開到一半的時候,雙喜就醒了,人沒什麼力氣,靠在三叔奶的懷裡,狀態恢復了一些還從後視鏡裡朝姚秀英笑,“媽,開慢點,我沒事。”
“你別說話!”姚秀英急得不行。
好在這時候鄉道上沒有紅綠燈,不然姚秀英肯定會控制不住闖紅燈。
麵包車以最快的速度趕到縣醫院,縣醫院的老院長還在接診,雙喜被扶進去的時候,老院長正準備收聽診器下班。

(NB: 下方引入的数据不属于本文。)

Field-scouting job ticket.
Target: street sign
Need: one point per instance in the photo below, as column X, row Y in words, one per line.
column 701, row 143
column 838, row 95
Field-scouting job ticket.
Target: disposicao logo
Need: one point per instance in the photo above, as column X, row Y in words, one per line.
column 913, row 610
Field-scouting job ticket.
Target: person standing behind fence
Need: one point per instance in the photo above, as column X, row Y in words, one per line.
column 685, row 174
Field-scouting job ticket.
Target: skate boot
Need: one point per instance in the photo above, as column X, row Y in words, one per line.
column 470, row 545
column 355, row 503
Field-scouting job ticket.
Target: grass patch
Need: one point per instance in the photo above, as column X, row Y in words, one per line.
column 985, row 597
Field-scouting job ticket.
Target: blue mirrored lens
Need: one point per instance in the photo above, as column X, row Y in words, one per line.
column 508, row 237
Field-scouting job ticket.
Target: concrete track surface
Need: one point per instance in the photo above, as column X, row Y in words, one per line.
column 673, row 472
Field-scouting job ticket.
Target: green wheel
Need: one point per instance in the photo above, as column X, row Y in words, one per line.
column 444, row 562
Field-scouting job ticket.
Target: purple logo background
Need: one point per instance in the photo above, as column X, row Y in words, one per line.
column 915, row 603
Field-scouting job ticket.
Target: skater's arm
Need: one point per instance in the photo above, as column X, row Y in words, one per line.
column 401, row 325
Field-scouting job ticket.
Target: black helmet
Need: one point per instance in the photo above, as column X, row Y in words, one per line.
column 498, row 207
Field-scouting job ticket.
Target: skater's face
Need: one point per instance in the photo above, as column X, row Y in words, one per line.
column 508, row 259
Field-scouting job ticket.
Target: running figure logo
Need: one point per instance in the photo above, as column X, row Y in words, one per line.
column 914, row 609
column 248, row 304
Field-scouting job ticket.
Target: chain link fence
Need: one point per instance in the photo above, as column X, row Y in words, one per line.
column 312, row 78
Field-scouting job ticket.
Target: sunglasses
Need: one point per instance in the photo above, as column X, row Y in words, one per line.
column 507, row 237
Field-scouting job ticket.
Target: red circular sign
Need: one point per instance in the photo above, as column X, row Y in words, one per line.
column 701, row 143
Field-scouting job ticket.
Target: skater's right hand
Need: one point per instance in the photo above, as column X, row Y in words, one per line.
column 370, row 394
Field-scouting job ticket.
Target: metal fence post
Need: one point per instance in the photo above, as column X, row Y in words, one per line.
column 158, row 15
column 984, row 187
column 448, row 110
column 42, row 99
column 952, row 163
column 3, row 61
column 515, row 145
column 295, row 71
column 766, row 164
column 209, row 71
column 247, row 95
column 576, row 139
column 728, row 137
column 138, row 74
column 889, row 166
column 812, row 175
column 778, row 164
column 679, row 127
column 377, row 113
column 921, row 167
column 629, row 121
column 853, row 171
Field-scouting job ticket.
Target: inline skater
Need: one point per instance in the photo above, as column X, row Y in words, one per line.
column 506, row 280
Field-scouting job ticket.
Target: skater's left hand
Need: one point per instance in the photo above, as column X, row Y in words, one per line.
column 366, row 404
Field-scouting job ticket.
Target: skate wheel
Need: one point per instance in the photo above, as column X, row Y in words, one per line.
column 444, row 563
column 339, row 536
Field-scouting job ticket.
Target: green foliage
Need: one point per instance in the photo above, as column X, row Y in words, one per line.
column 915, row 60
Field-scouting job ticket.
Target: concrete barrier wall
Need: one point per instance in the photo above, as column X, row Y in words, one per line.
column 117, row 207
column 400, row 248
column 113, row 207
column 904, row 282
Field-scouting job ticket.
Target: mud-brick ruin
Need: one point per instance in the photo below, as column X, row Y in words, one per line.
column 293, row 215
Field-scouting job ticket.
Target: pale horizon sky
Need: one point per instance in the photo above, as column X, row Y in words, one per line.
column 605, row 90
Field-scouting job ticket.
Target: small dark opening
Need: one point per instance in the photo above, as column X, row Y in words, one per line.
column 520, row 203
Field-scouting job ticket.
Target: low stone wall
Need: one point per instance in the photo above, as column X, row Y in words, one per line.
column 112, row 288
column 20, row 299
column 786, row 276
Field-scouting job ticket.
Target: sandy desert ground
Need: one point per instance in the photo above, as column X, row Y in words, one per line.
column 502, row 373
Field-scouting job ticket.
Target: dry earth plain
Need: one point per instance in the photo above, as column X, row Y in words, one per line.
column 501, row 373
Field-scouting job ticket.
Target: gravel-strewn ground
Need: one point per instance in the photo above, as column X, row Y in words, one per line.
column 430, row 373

看到雙喜被扶來,停下了動作,上前給雙喜把脈,“這孩子憂思過重,心脈受損……孩子是不是遭受過什麼創傷?這是受了刺激才會這樣,身體扛不住了。”
姚秀英震驚地看向雙喜,雙喜笑著衝她搖頭。
“身體沒有問題,給你開點安神藥,好好休息,休息的時候不要動腦子。”老院長拍了拍雙喜的胳膊,“沒有過不去的坎啊。”
雙喜沒有掛水,而是在門診的病房裡找了個床位給她休息,姚秀英去給她抓藥煎藥,三叔奶在病床前陪著她。
三叔奶今天也嚇到了,雙喜的反應實在是有些不太正常。
好不容易等雙喜睡著後,三叔奶去煎藥的地方找到姚秀英,姚秀英正在那裡守著藥罐子抹淚。
“秀英啊,雙喜沒遇著什麼事吧?”三叔奶擔心啊。
姚秀英搖頭,去羊城大體上都很順利,尤其是雙喜,肯定不是在羊城出的事。
她拿了藥來煎的時候碰到下班的老院長多問了幾句,老院長說了,雙喜平時沒事,突然這樣,很可能是碰到了關鍵人物或者節點,觸發了應激反應,突然這樣。
一般來講,遠離會刺激到她情緒的人就好。
能刺激雙喜的肯定不是三叔奶,那就只有穆勝男和穆來男了。
姚秀英就是再可憐她們,現在也一點同情心也沒有了,她蹲在這裡熬藥的時候一直在想,是不是去羊城前穆勝男她們欺負了雙喜,但她不知道。
“嬸,雙喜要是出了點什麼事,我跟她爸也活不了了。”姚秀英現在心口還突突。
三叔奶嘆氣,伸手拍了拍姚秀英的肩。
雙喜醒來的時候,姚秀英正守在她床邊,沒看到三叔奶,窗外的天色已經暗了下來。
“醒來了,你三叔奶坐客車回去了,你先喝藥,這會正好溫熱著。”姚秀英扶雙喜起來,把熱過兩遍的藥送到雙喜嘴邊。
雙喜順從地就張了嘴,下一秒,苦味直竄天靈蓋,整個人瞬間清醒。
“媽媽,苦!我不想喝!”雙喜徹底清醒,人躲出老遠。
姚秀英板起臉,一點都不像平時那麼好說話,“叫祖宗都沒有,必須喝!”
雙喜,“……”
咬著牙喝了一口,喝得直反胃,差點直接吐出來,但沒吐就都接著喝。
好在良藥苦口,藥效非常顯著,回省城小姨家的路上,雙喜一路睡到地方,被姚秀英抱上抱下也沒有醒來。
“沒什麼事吧?”本來下午姚秀英她們就應該回的,姚小姨給姚秀英打了電話,已經知道雙喜在暈倒住院的事。
姚小姨幫著把雙喜送進房間睡下。